Non è il vero motivo di interessamento quello che consente, qui, di presentare una raccolta con otto esemplari; la curiosità sta nel fatto che una cartolina di questa serie non è nota neppure alla casa del Ver Sacrum: è quella con la numerazione in angolo “11”, che però non è contenuto fra i dodici esemplari ufficiali. Pertanto il loro numero ormai sale, certamente, almeno a 13 e viene il dubbio che questo “numero 11” possa essere un unicum. Credo doveroso aggiungere questo piccolo tassello alla storia del Ver Sacrum e mi fa piacere presentare questa nuova immagine, in calce alla quale è evidente la sigla dell’autore, salvo conferma degli specialisti, Adolf Böhm.

Note:
[1] Aa. Vv., Storia dell’arte italiana, vol. IV, Electa-Bruno Mondadori, Milano 1986, p. 203.
[2] Aa. Vv., La “Primavera sacra” della Secessione viennese, una prima ricostruzione, Gustav Klimt e le origini della Secessione viennese, Fondazione Antonio Mazzotta, Milano 1999, p. 11.
[3] G. Briganti et al., Continuità e fratture nell’Italia del decollo industriale, Storia dell’arte italiana, cit., p. 202.

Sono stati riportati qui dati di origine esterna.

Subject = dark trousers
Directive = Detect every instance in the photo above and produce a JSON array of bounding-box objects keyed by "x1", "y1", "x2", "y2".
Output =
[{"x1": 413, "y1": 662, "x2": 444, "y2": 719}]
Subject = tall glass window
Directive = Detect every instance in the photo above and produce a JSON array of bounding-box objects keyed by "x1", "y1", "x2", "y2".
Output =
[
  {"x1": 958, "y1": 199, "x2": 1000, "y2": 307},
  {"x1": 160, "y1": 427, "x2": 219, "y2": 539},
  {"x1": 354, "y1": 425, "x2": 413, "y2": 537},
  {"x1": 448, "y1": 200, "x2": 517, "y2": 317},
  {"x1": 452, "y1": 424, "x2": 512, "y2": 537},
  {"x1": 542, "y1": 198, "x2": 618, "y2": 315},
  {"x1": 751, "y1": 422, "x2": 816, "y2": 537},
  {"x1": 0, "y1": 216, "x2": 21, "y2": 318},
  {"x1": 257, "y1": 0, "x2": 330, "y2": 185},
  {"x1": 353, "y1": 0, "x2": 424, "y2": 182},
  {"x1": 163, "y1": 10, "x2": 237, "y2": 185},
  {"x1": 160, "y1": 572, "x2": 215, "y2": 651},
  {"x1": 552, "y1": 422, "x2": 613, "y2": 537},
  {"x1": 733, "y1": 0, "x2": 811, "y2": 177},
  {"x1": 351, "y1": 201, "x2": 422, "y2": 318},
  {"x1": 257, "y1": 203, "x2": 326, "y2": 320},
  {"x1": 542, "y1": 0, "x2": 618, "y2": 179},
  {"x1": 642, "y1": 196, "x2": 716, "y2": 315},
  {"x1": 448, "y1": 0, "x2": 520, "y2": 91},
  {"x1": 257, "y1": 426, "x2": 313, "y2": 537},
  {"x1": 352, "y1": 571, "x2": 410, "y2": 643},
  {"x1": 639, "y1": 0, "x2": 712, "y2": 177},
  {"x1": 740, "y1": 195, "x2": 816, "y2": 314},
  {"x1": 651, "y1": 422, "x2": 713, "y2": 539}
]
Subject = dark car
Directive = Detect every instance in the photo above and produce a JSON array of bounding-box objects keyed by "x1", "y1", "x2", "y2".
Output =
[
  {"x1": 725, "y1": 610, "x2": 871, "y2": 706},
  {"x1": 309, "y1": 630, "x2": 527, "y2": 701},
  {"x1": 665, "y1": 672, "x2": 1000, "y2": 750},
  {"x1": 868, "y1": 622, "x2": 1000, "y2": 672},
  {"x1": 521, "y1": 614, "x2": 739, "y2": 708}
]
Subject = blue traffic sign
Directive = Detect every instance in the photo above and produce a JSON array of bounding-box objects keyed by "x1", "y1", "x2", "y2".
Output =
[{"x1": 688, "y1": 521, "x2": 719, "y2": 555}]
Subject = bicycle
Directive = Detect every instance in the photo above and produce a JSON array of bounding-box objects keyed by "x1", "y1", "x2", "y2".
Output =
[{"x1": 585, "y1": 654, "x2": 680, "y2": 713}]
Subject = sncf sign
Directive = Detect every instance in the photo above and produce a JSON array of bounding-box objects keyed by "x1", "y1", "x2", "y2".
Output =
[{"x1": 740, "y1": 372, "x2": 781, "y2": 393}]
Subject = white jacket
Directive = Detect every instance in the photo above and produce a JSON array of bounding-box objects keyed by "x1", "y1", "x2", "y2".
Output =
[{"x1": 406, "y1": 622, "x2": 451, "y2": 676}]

[4] Giorgio Gaggero, Sensibilità liberty nella poesia italiana, Il primo Novecento in Italia, 1900-1925, Istituto Italiano di Cultura, Barcellona 1986.

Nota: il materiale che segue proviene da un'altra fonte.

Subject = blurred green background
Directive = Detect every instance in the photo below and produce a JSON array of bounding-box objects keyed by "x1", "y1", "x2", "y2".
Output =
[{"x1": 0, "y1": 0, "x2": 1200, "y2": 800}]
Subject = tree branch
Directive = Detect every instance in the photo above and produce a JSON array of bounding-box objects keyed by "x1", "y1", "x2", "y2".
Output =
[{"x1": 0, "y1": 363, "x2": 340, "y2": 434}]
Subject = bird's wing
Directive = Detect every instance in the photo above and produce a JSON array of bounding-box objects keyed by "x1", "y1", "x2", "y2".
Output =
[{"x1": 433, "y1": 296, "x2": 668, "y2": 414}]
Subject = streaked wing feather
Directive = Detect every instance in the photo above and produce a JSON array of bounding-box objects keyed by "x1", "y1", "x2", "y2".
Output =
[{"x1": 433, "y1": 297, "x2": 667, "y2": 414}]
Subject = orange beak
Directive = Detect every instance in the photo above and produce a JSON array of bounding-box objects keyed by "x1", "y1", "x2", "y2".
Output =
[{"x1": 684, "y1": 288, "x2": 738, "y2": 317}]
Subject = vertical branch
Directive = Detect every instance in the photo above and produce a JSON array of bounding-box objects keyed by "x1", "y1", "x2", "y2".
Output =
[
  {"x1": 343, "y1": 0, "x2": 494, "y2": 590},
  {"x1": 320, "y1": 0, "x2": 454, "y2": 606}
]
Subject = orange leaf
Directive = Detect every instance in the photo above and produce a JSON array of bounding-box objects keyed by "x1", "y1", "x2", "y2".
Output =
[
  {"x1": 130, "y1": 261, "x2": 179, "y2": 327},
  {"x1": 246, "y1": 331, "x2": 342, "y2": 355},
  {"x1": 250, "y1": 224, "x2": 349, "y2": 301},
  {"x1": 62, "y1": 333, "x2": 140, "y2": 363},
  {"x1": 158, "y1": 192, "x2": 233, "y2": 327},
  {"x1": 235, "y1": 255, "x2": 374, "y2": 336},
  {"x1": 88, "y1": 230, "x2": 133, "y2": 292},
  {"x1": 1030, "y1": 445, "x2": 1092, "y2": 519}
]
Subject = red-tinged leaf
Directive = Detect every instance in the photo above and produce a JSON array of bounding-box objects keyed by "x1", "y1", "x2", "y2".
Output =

[5] Federico Zeri, Dietro l’immagine, Longanesi ed., Milano 1987, p. 105.
[6] Aa. Vv., La “Primavera sacra” della Secessione viennese, cit., p. 9.
[7] Id., pp. 226-231; I principali fautori di questo movimento furono Gustav Klimt, Egon Schiele, Koloman Moser, Otto Wagner, Joseph Maria Olbrich e Joseph Hoffmann, morti quasi tutti nel 1918 a causa della pandemia di influenza spagnola (Wikipedia).

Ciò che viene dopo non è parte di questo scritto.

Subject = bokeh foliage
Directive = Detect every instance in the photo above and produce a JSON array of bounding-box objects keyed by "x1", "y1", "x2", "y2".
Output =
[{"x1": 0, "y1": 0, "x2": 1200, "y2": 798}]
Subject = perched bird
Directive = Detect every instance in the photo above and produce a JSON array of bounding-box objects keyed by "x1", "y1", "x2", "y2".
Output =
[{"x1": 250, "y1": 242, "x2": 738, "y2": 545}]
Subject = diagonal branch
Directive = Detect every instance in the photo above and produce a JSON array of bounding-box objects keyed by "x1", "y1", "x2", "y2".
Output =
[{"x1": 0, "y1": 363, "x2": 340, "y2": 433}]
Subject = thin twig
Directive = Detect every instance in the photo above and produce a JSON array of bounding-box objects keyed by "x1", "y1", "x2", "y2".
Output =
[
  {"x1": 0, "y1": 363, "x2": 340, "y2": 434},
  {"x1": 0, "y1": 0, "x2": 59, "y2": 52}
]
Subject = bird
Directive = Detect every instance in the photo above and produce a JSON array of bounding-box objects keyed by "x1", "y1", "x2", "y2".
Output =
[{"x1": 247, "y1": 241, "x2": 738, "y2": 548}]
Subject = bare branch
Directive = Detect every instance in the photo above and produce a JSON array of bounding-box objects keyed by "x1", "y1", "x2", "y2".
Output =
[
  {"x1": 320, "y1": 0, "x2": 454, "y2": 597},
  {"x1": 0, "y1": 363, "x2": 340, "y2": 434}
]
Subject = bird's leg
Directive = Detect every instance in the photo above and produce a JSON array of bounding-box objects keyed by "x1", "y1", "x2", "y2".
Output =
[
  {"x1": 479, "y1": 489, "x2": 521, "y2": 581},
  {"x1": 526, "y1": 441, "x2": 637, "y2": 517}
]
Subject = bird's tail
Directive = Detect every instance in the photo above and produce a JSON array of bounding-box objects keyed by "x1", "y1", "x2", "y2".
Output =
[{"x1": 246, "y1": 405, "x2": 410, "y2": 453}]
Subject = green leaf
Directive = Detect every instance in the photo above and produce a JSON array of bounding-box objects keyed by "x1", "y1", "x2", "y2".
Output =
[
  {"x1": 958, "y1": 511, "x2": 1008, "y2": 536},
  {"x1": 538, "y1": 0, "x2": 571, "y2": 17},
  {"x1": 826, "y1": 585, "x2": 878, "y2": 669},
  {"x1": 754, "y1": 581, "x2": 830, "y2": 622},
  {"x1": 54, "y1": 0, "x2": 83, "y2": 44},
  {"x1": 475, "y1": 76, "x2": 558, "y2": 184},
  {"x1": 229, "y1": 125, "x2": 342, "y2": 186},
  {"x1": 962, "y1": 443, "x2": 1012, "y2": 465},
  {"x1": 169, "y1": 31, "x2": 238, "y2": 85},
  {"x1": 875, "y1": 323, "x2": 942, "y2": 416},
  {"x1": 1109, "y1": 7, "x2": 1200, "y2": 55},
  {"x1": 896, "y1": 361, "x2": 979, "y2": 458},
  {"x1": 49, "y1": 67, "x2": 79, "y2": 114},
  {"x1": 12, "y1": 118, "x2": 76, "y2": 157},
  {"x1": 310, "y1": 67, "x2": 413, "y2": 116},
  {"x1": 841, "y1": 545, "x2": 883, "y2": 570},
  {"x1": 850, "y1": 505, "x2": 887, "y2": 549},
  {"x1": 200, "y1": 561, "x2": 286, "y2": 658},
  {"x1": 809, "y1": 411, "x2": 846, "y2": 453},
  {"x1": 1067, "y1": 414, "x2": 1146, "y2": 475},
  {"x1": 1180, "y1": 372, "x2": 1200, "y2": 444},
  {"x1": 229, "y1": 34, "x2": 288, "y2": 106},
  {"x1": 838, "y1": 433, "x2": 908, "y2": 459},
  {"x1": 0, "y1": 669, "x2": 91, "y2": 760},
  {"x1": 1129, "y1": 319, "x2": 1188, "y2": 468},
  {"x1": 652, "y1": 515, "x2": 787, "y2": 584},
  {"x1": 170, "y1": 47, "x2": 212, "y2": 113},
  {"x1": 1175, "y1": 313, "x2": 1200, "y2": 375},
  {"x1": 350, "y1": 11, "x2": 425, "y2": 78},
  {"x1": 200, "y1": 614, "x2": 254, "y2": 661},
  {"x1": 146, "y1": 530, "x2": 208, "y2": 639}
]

[8] (De) Hans-Ulrich Simon, Sezessionismus. Kunstgewerbe in literarischer und bildender Kunst, Stoccarda, J. B. Metzlersche Verlagsbuchhandlung, 1976; Otto Wagner, Giuseppe Simonà, Architettura moderna e altri scritti (Moderne Arkitektur, Wien, 1896-98-1902), Bologna, Zanichelli [1980], 1990; Rossana Bossaglia e Christian Benedik, Ver Sacrum. Rivista d'arte della secessione viennese 1898-1903, a cura di Marina Bressan e Marino De Grassi, Mariano del Friuli (GO), Edizioni della Laguna, 2003; Marian Bisanz-Prakken, Carlo Mainoldi e Licia Fabiani, Gustav Klimt e le origini della Secessione Viennese, Milano, Mazzotta, 1999; Eva Di Stefano, Secessione viennese. Da Klimt a Wagner, Dossier d’art, Firenze, Giunti, 1998; Alfred Weidinger, Agnes Husslein-Arco e Arianna Ghilardotti, Klimt nel segno di Hoffmann e della secessione. Catalogo della mostra (Venezia, 24 marzo-8 luglio 2012), Milano, Il Sole 24 ORE, 2012.
[9] Aa. Vv., La “Primavera sacra” della Secessione viennese, cit., p. 16.
[10] Id., p. 145.
[11] Il mondo delle cartoline : storia, arte, costume, collezionismo. – Novara, De Agostini, ©1995-1996.
[12] Era riportata la foto del collezionista con in mano il ventaglio delle sue sette cartoline.